Certes, l'éviction de Patrick Werner et l'arrivée surprise de François Varagne, ex-PDG d'Antargaz, cristallisent l'attention. Mais le gros challenge de Gras Savoye est bien le remboursement de la dette (150 M€), contractée à l'occasion d'un LBO en 2009 et de l'entrée au capital du fonds d'investissement Astorg, remboursement qui doit intervenir d'ici 2015.
Le tout dans un contexte économique délétère pour le grand courtage en général et pour Gras Savoye en particulier. Ainsi, pour 2012, le groupe part avec un handicap sérieux suite à la sortie de son périmètre de l'activité de courtage de réassurance de Willis Gras Savoye Ré. L'internalisation par la Société générale de la gestion de ses assurances moyens de paiement, jusque-là déléguée à Gras Savoye, pèsera lourd également. Dès lors, l'activité internationale fait figure de dernier relais de croissance pour Gras Savoye (23 % du CA total). Même les régions, traditionnel point fort du courtier, pâtissent de quelques départs.
Actionnaires sourcilleux
Outre ces difficultés conjoncturelles, le débarquement du DG ressemble à s'y méprendre à la situation vécue, successivement, par Marsh France à l'orée de la décennie 2000 et par Aon France plus récemment. Les points communs entre les situations sont nombreux. Mêmes méthodes expéditives de révocation de la part d'actionnaires anglo-saxons peu soucieux de faire dans la dentelle. Même tendance à confier les rênes à des dirigeants issus de la banque ou de la distribution de produits de masse pour les particuliers. Et peu ou prou étrangers aux particularités du modèle du courtage où les affaires se nouent avant tout par les hommes...

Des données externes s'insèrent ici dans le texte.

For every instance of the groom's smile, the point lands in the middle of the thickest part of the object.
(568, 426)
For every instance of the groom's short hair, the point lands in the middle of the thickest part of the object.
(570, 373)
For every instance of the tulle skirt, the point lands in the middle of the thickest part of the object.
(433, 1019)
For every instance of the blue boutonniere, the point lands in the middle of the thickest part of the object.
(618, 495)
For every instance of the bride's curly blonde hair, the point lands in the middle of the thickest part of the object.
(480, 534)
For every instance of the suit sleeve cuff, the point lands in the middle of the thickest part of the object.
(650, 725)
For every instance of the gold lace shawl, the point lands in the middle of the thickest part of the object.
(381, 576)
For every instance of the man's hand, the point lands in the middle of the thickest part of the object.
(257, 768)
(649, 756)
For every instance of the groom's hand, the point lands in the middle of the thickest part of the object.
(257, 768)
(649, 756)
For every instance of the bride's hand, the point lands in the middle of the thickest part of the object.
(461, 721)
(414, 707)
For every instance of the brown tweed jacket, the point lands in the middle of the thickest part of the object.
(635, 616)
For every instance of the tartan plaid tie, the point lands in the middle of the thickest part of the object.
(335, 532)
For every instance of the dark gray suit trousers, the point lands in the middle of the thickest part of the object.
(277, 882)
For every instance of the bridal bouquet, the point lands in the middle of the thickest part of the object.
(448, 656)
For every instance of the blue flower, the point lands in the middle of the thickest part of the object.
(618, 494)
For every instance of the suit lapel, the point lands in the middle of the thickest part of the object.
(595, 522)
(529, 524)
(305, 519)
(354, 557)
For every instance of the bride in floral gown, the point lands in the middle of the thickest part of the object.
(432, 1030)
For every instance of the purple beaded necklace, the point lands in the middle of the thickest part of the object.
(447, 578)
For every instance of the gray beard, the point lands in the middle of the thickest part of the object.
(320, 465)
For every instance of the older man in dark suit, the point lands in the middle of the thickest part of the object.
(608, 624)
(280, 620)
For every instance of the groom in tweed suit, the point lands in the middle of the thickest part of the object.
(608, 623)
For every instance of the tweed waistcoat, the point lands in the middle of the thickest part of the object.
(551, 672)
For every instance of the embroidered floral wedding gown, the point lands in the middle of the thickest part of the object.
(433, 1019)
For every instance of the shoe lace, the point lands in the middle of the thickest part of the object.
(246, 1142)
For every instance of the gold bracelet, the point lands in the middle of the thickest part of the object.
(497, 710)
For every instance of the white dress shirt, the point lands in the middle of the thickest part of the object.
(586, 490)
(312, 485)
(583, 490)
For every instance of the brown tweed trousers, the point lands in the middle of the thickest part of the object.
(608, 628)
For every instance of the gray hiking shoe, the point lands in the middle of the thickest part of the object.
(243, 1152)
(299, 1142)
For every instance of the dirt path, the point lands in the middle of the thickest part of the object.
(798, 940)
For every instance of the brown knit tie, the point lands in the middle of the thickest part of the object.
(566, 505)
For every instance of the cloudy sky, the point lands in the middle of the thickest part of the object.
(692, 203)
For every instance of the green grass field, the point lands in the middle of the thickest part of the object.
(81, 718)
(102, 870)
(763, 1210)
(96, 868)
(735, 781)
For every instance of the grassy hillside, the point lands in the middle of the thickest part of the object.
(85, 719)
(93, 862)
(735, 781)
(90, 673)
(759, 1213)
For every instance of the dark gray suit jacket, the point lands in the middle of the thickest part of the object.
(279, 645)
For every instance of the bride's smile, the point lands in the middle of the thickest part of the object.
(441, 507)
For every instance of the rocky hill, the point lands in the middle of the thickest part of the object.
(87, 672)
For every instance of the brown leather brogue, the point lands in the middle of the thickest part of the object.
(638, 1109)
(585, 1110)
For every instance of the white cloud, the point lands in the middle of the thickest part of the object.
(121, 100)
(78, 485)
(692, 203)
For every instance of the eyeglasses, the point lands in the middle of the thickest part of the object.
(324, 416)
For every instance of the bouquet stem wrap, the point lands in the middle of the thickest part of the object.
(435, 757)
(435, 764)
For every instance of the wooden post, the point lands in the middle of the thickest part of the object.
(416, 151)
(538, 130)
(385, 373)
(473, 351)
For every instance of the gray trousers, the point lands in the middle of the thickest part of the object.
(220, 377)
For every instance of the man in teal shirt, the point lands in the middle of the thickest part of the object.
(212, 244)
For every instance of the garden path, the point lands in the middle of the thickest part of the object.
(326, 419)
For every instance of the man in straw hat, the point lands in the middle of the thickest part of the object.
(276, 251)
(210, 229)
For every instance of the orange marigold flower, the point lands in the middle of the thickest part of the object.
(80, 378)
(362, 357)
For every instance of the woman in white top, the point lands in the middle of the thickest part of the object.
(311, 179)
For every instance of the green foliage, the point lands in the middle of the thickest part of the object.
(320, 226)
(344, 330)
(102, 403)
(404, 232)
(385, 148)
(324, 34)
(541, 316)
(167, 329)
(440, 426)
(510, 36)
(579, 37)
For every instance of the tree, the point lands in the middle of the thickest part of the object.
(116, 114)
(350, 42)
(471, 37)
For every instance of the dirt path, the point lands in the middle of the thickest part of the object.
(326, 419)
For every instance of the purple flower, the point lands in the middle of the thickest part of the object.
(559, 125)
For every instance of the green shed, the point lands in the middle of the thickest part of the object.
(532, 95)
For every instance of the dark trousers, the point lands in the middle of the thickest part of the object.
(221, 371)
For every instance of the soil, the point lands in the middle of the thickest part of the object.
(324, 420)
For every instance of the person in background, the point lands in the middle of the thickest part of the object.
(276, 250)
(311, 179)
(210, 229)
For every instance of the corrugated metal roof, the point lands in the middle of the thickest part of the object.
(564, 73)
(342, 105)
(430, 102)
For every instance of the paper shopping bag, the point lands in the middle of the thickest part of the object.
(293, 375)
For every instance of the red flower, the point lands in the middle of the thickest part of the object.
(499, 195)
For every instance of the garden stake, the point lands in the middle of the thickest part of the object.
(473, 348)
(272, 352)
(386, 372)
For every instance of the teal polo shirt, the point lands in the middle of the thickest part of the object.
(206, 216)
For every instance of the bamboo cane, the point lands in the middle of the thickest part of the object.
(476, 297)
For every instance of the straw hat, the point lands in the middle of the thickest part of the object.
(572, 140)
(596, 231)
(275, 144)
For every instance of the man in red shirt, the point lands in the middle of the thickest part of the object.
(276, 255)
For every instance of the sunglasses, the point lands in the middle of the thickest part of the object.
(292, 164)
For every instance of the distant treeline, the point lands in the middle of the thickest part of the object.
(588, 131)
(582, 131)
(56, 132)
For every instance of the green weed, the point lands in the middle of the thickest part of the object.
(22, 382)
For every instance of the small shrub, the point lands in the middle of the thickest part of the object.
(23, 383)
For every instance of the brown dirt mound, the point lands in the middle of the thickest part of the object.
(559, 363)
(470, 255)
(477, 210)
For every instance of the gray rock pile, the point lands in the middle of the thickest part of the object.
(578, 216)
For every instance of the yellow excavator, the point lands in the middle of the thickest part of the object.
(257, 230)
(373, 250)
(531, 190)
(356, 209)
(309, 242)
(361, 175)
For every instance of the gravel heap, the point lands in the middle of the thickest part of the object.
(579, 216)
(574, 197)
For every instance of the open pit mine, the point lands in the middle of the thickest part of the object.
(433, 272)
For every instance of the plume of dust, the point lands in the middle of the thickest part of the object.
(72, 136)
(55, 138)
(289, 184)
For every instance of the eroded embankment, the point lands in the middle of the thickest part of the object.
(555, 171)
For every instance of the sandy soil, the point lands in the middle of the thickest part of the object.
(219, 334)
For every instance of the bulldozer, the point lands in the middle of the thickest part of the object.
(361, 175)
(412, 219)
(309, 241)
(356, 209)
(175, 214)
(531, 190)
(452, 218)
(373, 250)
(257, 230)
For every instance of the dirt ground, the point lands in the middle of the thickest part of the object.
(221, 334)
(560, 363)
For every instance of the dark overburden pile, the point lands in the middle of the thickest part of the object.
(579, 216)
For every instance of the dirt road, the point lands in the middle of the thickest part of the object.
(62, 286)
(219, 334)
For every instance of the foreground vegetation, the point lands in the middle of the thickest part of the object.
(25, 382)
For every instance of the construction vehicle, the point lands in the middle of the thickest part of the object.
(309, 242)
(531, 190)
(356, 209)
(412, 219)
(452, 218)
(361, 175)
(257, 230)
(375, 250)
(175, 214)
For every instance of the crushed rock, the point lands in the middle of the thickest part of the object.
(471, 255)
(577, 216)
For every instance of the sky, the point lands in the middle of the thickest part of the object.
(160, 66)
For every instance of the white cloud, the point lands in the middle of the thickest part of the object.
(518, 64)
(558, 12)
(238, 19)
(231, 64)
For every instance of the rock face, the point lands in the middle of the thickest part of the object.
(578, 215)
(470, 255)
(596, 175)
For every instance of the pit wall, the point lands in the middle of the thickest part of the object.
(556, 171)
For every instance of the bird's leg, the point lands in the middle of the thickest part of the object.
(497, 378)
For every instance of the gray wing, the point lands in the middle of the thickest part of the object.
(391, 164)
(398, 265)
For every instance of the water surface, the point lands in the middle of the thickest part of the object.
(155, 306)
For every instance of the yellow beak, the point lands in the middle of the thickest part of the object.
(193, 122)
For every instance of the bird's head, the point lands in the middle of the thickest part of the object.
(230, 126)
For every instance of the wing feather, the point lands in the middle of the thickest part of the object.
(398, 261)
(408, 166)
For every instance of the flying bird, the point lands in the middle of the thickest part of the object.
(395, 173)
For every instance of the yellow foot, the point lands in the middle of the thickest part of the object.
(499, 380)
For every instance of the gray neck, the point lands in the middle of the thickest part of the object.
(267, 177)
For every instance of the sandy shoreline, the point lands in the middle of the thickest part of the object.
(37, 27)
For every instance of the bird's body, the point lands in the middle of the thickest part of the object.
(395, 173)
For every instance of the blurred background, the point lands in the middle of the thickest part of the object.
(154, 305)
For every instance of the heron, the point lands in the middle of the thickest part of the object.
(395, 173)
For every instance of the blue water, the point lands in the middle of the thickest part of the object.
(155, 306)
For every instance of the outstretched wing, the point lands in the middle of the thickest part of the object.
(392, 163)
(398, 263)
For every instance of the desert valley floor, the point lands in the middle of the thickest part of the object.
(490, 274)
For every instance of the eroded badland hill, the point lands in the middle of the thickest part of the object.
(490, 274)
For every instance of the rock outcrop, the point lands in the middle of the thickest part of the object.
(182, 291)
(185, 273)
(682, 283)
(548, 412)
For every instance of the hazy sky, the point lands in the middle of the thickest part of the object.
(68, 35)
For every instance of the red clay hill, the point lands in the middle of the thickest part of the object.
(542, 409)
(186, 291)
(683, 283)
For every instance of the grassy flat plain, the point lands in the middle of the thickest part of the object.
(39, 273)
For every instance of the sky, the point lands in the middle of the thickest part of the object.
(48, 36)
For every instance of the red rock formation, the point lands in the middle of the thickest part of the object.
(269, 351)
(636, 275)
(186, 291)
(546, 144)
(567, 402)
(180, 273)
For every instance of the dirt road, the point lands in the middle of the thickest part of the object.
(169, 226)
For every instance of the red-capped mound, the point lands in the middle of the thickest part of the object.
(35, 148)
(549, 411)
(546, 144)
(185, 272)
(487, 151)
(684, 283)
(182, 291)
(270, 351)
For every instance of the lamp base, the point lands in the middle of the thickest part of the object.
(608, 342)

La version officielle de Gras Savoye mentionne les difficultés de communication du DG Patrick Werner avec le trio d'actionnaires du groupe. Elle est confirmée ici ou là par les observateurs, qui évoquent des tensions entre le patron de Willis, Joe Plumeri, et Patrick Werner, à propos du budget 2012. Mais est-ce une raison suffisante pour évincer un DG qui, arrivé en septembre 2011, n'aura même pas eu le temps d'obtenir ne serait-ce que les premiers résultats de sa stratégie ?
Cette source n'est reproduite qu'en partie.